Lutemos contra o saque final: a venda a retalho da educação

O governo PSD/CDS está na recta final do seu mandato de destruição e pilhagem, pretendendo, no entanto, forçar ainda um último golpe de entrega ao capital privado de um bem essencial para todos os portugueses: a educação pública.

João Pedro Delgado

João Pedro Delgado

Numa tentativa final de vingança contra a escola pública e todos os que vivem nela e para ela – alunos, professores, famílias, funcionário, pais – o actual governo assumiu uma resolução em Diário da República que garante aos abutres da exploração mercantil da educação pública uma transferência de mais 500 milhões de euros, a decorrer entre 2015 e 2020. Sim, não só o governo pretende que a educação passe a ser uma mercadoria cuja compra, venda e exploração possa trazer lucro aos accionistas empresariais e respectivos patrões à custa dos bolsos dos pais e encarregados de educação, como ainda tem o desplante de lhes garantir os lucros milionários com o nosso próprio dinheiro: directamente do orçamento de estado.

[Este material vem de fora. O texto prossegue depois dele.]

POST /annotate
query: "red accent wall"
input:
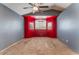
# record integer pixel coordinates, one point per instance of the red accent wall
(35, 33)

Neste domínio, o governo parece encontrar-se em estado de desespero, tentando subtrair os últimos trocos aos portugueses, num estertor final de ofertas escandalosas aos seus “patrões” do capital. Num momento em que as escolas públicas se encontram em dificuldades extremas para responder às cada vez mais graves condições sociais dos alunos, e ainda assim mantendo uma ensino de grande qualidade, inclusivo, universal e gratuito – meio único de garantir igualdade de oportunidades -, o Conselho de Ministros aprova uma resolução que premeia os patrões do ensino privado com 500 milhões de euros.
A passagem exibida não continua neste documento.